В человеческом организме непрерывно циркулируют различные по величине, частоте и силе электрические токи. Изменение электрического потенциала возникает при любой деятельности живой ткани. Каждый приказ мозга по центральной нервной системе, передаваемый мышечным тканям, можно записать в виде электрограммы специальным аппаратом.
В науке эти токи организма носят название «биотоков».
Техника давно научилась использовать биотоки, возникающие в мышцах, для создания искусственных конечностей - рук или ног, послушно выполняющих приказы мозга. Создание машин, управляемых непосредственно токами самого мозга, стояло на повестке дня науки и техники Земли. Затруднение заключалось в огромной сложности разделения бесчисленных импульсов, исходящих одновременно от миллиардов нервных клеток мозга.
Но трудно - это не значит невозможно. В 19… году, когда состоялся рейс «СССР-КС3» на Венеру, первые образцы машин, управляемых мыслью, уже поступали на заводы и фабрики СССР, США и других стран. Они были ещё очень просты, эти машины, но создание более сложных и совершенных было не за горами. Человек уверенно ставил на вооружение своей техники силу мышления.
Общеизвестно выражение: «с быстротой мысли». И действительно, мысль возникает практически мгновенно. Но действия, вызываемые мыслью, неизбежно запаздывают. Нужно время, чтобы движения мышц исполнили приказ мозга.

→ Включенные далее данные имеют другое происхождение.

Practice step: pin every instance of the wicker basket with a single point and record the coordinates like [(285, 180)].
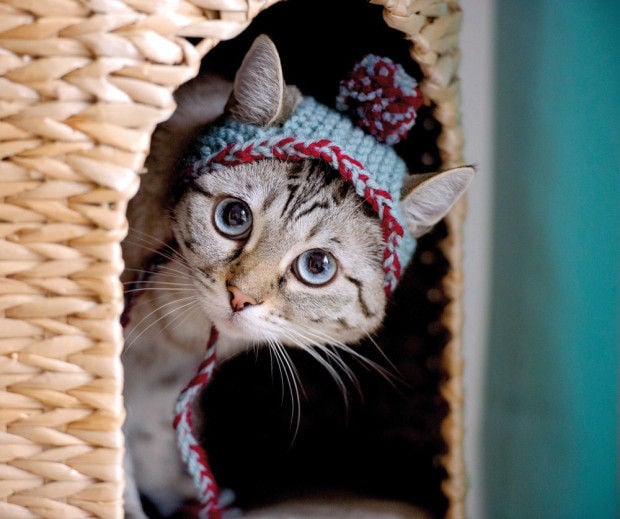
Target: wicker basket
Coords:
[(82, 85)]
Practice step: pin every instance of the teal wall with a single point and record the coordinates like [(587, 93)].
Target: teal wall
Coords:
[(551, 421)]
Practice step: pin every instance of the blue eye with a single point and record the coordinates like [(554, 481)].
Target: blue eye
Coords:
[(315, 267), (233, 218)]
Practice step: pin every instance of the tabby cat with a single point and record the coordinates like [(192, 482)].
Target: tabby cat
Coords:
[(276, 253)]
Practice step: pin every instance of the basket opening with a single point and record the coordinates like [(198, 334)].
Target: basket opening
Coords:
[(387, 442)]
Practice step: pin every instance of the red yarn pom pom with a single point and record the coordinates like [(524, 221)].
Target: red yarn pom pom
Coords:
[(381, 98)]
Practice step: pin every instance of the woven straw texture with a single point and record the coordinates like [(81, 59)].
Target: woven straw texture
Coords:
[(82, 85)]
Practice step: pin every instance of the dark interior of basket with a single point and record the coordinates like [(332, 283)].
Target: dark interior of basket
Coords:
[(384, 440)]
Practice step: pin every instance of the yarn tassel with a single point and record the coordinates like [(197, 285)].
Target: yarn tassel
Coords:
[(192, 453)]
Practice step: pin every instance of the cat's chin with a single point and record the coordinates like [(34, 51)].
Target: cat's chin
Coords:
[(240, 328)]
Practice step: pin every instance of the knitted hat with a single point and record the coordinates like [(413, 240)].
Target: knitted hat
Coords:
[(380, 98)]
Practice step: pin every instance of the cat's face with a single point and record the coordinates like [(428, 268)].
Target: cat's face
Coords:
[(293, 237)]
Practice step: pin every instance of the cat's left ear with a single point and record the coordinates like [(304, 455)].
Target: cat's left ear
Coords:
[(260, 96), (427, 198)]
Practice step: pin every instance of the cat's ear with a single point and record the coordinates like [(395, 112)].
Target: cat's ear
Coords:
[(427, 198), (260, 95)]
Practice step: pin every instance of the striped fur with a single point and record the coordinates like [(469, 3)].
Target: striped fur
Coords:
[(295, 207)]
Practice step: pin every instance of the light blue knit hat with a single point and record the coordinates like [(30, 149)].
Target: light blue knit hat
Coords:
[(315, 131)]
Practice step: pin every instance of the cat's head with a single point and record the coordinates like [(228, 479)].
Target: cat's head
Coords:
[(290, 217)]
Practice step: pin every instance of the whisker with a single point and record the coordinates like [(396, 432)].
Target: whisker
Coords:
[(190, 300), (155, 289), (289, 367)]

Хорошо сконструированная машина может работать так же быстро, как мысль. Отсюда ясно, какие преимущества даёт непосредственная передача приказа мозга машине, минуя промежуточные звенья в виде движений рук человека. При таком способе управления получается огромный выигрыш в быстроте и в точности. Мысль воплощается в действия без искажений, постоянно вносимых в неё органами нашего тела - суставами, мышцами и, в конечном счёте, пальцами рук, недостаточно гибкими и послушными.
Для командиров космических кораблей, при огромной скорости полёта и частой необходимости мгновенно принимать решение и так же мгновенно осуществлять его, управление мыслью сулит поистине грандиозные возможности. И не было ничего удивительного в том, что фаэтонцы, наука и техника которых далеко обогнали науку и технику Земли, остановились именно на этом, наиболее совершенном принципе управления звездолётом.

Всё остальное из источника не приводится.